Culver points out that the patriarchal character of Biblical government consisted in exercising dominion in every area of life:

The primary sense of shapat [judge, govern, rule] is to exercise the processes of government. Since, however, the ancients did not always divide the functions of government, as most modern governments do, between legislative, executive, and judicial functions [and departments] the common translation, "to judge," misleads us. For, the word, judge, as shapat is usually translated, in modern English, means to exercise only the judicial functions of government. Unless one wishes in a context of government -- civil, religious, or otherwise -- consistently to translate as "to govern or rule," the interpreter must seek more specialized words to translate a word of such broad meaning in the modern world scene. For the participle NIV uses "leader."

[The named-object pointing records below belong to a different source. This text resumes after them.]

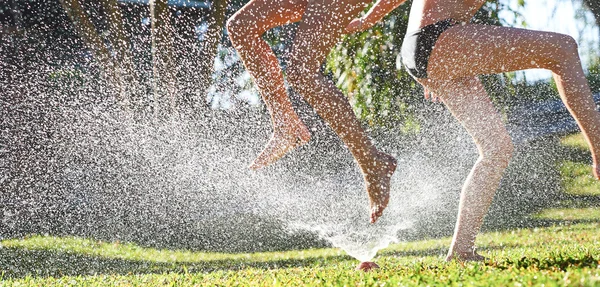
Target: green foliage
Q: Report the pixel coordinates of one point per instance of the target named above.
(593, 75)
(367, 68)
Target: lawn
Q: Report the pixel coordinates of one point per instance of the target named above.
(566, 253)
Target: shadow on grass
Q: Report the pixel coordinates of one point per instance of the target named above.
(533, 183)
(20, 263)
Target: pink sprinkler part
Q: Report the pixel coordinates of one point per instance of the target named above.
(367, 266)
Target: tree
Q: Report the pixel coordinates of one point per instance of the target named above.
(594, 6)
(115, 55)
(163, 65)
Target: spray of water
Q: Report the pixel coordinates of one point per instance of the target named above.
(76, 163)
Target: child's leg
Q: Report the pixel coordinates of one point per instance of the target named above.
(469, 103)
(320, 29)
(491, 49)
(245, 30)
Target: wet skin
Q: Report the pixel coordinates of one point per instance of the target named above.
(322, 22)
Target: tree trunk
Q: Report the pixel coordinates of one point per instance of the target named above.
(87, 31)
(594, 6)
(163, 65)
(129, 83)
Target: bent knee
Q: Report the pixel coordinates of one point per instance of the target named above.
(566, 52)
(240, 28)
(298, 74)
(500, 150)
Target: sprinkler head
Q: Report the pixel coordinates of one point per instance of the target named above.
(367, 266)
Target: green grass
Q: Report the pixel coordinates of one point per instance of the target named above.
(563, 251)
(553, 256)
(577, 176)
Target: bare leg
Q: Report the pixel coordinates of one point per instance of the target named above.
(469, 103)
(491, 49)
(245, 30)
(320, 29)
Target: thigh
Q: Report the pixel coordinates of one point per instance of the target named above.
(322, 25)
(262, 15)
(472, 49)
(469, 103)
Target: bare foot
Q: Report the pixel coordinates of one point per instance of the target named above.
(465, 257)
(283, 141)
(367, 266)
(377, 180)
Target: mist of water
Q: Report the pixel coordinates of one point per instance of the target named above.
(69, 149)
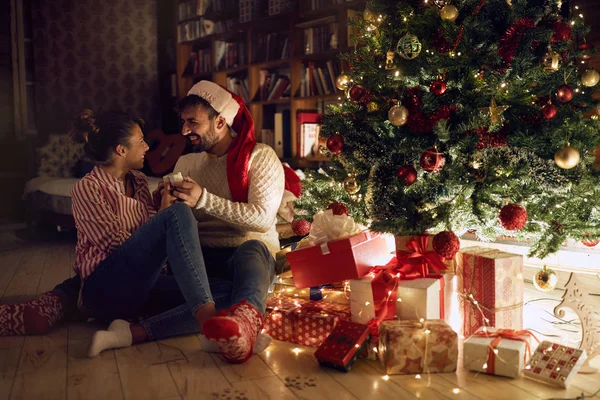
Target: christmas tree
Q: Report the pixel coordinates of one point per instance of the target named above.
(468, 116)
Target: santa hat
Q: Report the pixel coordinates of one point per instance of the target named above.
(232, 108)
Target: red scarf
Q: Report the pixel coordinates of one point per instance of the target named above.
(240, 149)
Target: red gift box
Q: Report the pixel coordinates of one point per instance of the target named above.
(338, 260)
(303, 321)
(342, 346)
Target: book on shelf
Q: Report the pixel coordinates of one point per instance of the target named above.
(323, 37)
(271, 46)
(280, 6)
(273, 85)
(249, 10)
(229, 54)
(318, 4)
(267, 136)
(309, 125)
(223, 6)
(283, 135)
(318, 78)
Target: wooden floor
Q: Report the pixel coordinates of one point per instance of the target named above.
(55, 366)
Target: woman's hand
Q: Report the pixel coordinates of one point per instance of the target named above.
(167, 198)
(187, 191)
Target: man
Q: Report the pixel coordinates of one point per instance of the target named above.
(234, 187)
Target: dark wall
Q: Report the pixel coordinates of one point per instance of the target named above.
(94, 54)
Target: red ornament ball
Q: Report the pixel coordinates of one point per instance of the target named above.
(564, 93)
(549, 111)
(587, 47)
(301, 227)
(407, 174)
(446, 244)
(338, 208)
(438, 87)
(562, 32)
(335, 143)
(359, 93)
(513, 217)
(432, 160)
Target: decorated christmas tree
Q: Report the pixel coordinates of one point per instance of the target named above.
(466, 116)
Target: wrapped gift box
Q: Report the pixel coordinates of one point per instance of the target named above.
(490, 285)
(303, 321)
(401, 242)
(412, 347)
(420, 298)
(284, 286)
(513, 351)
(554, 364)
(338, 260)
(343, 345)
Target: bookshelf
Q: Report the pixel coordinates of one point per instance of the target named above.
(235, 43)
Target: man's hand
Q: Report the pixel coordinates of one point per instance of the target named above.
(167, 198)
(187, 191)
(157, 195)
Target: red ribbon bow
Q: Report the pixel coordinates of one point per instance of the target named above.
(417, 262)
(497, 336)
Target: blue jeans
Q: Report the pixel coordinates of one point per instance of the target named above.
(236, 274)
(128, 283)
(120, 285)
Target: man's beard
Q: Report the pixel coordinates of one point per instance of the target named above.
(199, 146)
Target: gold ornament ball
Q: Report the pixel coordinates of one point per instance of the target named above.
(342, 81)
(398, 115)
(408, 47)
(449, 13)
(545, 280)
(567, 157)
(372, 106)
(351, 185)
(369, 15)
(590, 77)
(551, 60)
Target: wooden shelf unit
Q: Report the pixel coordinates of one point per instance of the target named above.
(294, 24)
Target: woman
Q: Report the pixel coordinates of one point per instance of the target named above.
(123, 244)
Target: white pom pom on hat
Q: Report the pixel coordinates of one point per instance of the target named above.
(219, 98)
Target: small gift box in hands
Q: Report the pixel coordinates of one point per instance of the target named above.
(555, 364)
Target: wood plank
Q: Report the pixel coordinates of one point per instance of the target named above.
(262, 388)
(366, 381)
(144, 372)
(90, 378)
(433, 386)
(9, 361)
(487, 386)
(42, 371)
(25, 282)
(301, 372)
(195, 373)
(9, 262)
(57, 267)
(254, 368)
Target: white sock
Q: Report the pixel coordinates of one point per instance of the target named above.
(117, 335)
(262, 342)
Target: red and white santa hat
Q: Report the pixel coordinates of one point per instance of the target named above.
(232, 108)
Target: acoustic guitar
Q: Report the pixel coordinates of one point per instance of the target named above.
(164, 152)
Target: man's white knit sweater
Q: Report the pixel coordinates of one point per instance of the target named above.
(225, 223)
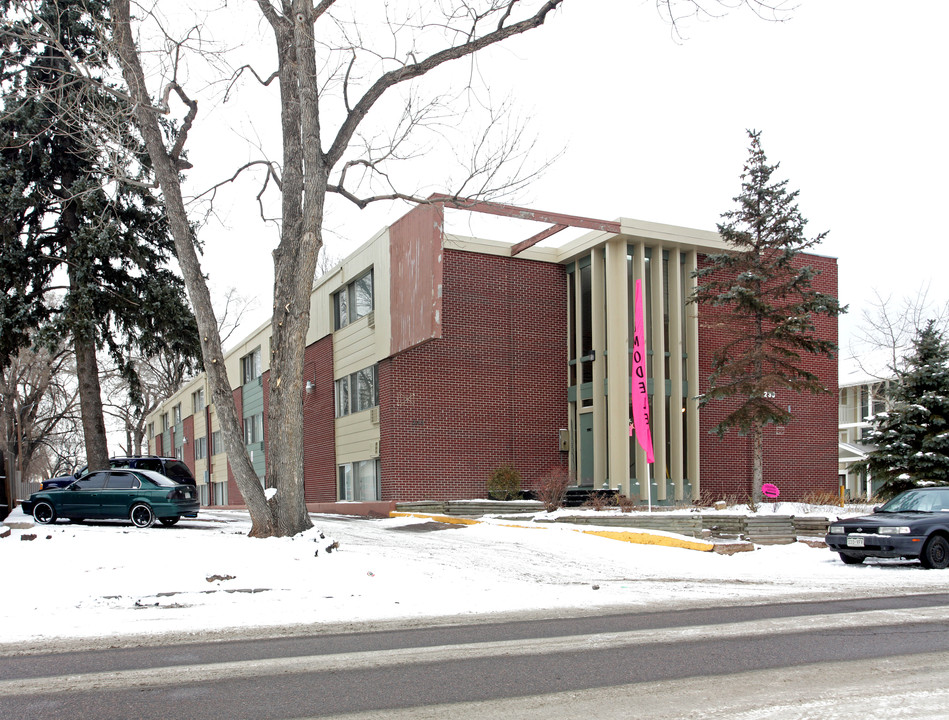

It is the patriarchal character of life that produced this situation. In Exodus 18 the elders, fathers of the families, were simply being moved into position to exercise patriarchal dominion as Abraham did. As we have seen in other papers, Abraham exercised all the functions of a State (except theft, kidnapping, murder, invasion of privacy, etc., etc.). In another paper we also argue that the New Testament takes this system (for similar reasons, e.g., the New Exodus) and begins extending the reign of Christ throughout the world (the true Promised Land). Because God's Law governs every area of life, elder/patriarchs seek to shepherd younger families into Godly dominion in every area of life. The Kingdom of God is a competitive rival to the kingdom of man. The City of God does not share jurisdiction with the city of man. Thus Rushdoony leads us to consider the New Testament elder/patriarch:
The elder as teacher thus functioned in the early church in one sphere after another, in the church, in the family, in the area of welfare by delegation and supervision, in education, and, by their avoidance of civil courts, as a civil government. (I:741)
It is our purpose to encourage modern "elders" to become competent in the church, in the family, in hospitality, in education, and in civil law. The manual is the Bible. It is then our purpose to encourage every believer to become mature, competent, and a leader in every area of life; in short, a Patriarch.

From the beginning it was Moses' (because the Lord's) desire to see the people exercising patriarchal responsibility, to have the peace-making capacity to make lawful judgments (Numbers 11:29; 35:24; cf. Acts 2:17f.; Deut. 5:29-31; Proverbs 6:9-11; 30: 24,27). While an immediate purpose was to resolve the existing disputes, his ultimate purpose was to teach the people the principles of God's Law and make them competent therein (Ex. 18:16,20; Dt. 1:18). Moses's task was "burden-bearing." His task was not simply to keep getting the People of God out of the ditch, and make them dependent upon him, but rather to help them avoid the ditch on their own.